Em primeiro lugar porque, com a intensificação do apoio militar ao lado ucraniano (leia-se, ao governo de Kiev), o Ocidente passou a interferir abertamente na esfera de influência russa no Leste Europeu, o que até então era feito de maneira tímida e velada. Tornaram-se frequentes os exercícios militares entre Otan e Ucrânia, o último dos quais, Rapid Trident 21, ocorreu em território ucraniano em setembro de 2021, fazendo do país nada menos do que um membro não oficial da aliança; paralelamente, provocações militares também se intensificaram em torno das fronteiras russas, a exemplo do sobrevoo de aviões americanos B-52 ao redor de Kaliningrado em setembro de 2020. Em sintonia com estes esforços, desde 2014, o governo estadunidense passou a oferecer assistência militar a Kiev, que desde então totalizou mais de US$ 3 bilhões em armas e equipamentos diversos, inclusive letais, a partir do governo Trump[5]. Estes armamentos vêm sendo usados no leste da Ucrânia contra os grupos separatistas e forças russas, caracterizando a guerra russo-ucraniana como conflito proxy entre Estados Unidos e Rússia, à semelhança do que ocorreu no Vietnã entre 1954 e 1964[6].

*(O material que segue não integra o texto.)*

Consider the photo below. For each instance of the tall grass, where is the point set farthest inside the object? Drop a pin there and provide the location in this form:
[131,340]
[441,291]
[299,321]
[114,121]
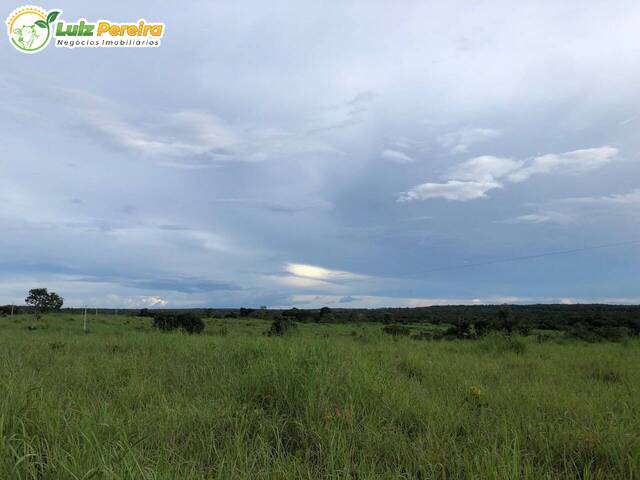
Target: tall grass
[125,402]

Em segundo lugar, a lógica ocidental vis a vis a Rússia alterou-se também no sentido teórico e de estratégia política (grand strategy). As pesadas sanções econômicas impostas ao regime russo a partir de 2014 e radicalizadas em fevereiro de 2022, demonstram o fim de qualquer pretensão de que a Rússia seja um partícipe no sistema financeiro global dominado pelo dólar e, por consequência, que venha realizar reformas democráticas pretensamente decorrentes da abertura econômica. É o prego no caixão da doutrina neoliberal de expansão democrática (democratic enlargement) esposada por democratas e republicanos desde o governo de Bill Clinton, segundo a qual a instauração de uma economia de mercado precede o surgimento de uma democracia[7]. Ora, se o Ocidente pretende ostracizar a 11ª maior economia do mundo com bloqueios econômicos sem precedentes, então está disposto a cortar na própria carne e arriscar o status de suas moedas como reserva de valor, colocando em xeque a própria arquitetura financeira erigida no pós-guerra.

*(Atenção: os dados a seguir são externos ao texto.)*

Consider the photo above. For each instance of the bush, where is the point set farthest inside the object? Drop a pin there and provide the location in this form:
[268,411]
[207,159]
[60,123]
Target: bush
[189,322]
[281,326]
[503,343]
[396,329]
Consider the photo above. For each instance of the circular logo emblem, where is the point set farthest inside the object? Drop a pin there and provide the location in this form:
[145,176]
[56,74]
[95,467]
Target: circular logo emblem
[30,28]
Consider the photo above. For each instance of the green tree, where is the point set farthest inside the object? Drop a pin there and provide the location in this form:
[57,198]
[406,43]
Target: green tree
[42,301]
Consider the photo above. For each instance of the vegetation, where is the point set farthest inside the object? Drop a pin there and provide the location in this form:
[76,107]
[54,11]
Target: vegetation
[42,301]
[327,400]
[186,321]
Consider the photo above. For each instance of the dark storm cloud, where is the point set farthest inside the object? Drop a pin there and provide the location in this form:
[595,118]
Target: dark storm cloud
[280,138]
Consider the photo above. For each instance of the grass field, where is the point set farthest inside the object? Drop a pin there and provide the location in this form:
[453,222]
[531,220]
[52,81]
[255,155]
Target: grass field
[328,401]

Estes desenvolvimentos dizem muito mais sobre a política externa estadunidense e, em grande medida, europeia em relação à Rússia, do que sobre a velha racionalidade estratégica do Kremlin. Embora seja menos interessante falar sobre Biden, Johnson e Scholz do que sobre Putin e os oligarcas, certo é que a intensificação da guerra na Ucrânia a partir da invasão russa de 24 de fevereiro de 2022 se deve muito mais à postura assertiva dos aliados da Otan do que à doutrina russa de intervenção em seu entorno estratégico.

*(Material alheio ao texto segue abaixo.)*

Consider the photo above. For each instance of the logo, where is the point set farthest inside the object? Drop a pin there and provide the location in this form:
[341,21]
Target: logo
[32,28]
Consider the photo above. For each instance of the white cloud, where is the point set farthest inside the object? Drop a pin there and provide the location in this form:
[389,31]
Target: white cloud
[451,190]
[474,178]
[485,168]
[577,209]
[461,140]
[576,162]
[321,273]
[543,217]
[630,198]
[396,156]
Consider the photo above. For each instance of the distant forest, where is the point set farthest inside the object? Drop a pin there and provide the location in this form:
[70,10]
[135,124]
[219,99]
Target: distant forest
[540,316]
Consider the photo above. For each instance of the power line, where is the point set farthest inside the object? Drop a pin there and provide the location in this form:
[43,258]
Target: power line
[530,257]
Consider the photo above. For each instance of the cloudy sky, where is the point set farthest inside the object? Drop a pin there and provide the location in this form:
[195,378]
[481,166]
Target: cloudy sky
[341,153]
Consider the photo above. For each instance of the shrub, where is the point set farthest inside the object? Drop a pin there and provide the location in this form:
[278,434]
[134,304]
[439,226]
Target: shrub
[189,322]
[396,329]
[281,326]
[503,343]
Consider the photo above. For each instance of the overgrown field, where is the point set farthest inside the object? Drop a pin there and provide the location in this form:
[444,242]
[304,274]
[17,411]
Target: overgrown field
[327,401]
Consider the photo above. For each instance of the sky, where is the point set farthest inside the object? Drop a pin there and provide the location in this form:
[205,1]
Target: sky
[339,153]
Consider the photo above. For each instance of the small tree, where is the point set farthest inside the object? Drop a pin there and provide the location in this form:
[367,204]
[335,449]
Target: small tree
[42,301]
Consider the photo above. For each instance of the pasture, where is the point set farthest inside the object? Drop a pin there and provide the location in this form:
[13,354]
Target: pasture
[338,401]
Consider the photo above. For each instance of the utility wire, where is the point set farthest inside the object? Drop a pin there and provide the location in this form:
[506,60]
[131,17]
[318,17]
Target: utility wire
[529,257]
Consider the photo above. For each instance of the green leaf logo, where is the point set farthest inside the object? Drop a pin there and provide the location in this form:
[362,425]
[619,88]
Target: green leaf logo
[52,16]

Com efeito, o fato de que os aliados ocidentais reagiram à invasão de 2014 por meio do fomento a uma guerra proxy demonstra que: (i) a Rússia é considerada um player importante e hostil no sistema internacional, e portanto, seu peso deve ser contrabalanceado por meio de amplo dispêndio de recursos e posturas militares assertivas; (ii) a Otan não é capaz de confrontar a Rússia no nível nuclear-estratégico e, assim, a política de contenção do estado russo deve operar-se no ambiente militar convencional (sem o uso de armas nucleares), mas também no nível econômico, diplomático, cultural e digital; (iii) uma guerra proxy destas dimensões só poderia ocorrer no espaço pós-soviético, onde a Rússia é efetivamente capaz de projetar seu poderio militar e, em contrapartida, de onde seus recursos podem ser drenados em uma guerra difícil e custosa para Moscou.
A nova política de contenção da Rússia (neocontainment) representa uma continuidade com o segundo mandato de Barack Obama e os eventos de 2014. É, portanto, emblemático que a atual crise venha a ocorrer no governo de Joe Biden, o líder ocidental que atualmente possui a maior relação com o tema da Ucrânia e expansão da Otan. Como vice-presidente de Obama, Biden foi encarregado de conduzir as relações com o governo do aliado Petro Poroshenko, o qual assumiu controversamente após os protestos da Euromaidan. Com a instalação de um governo pró-EUA, o prestígio político de Biden na Ucrânia tornou-se enorme, sendo tema notório da política norte-americana que seu filho, Hunter Biden, assumiu o posto de diretor na empresa de energia ucraniana Burisma entre 2014 e 2019. Em um episódio igualmente notório, Biden exigiu a demissão do procurador-geral ucraniano Viktor Shokin em 2016, demonstrando sua influência sobre a política local.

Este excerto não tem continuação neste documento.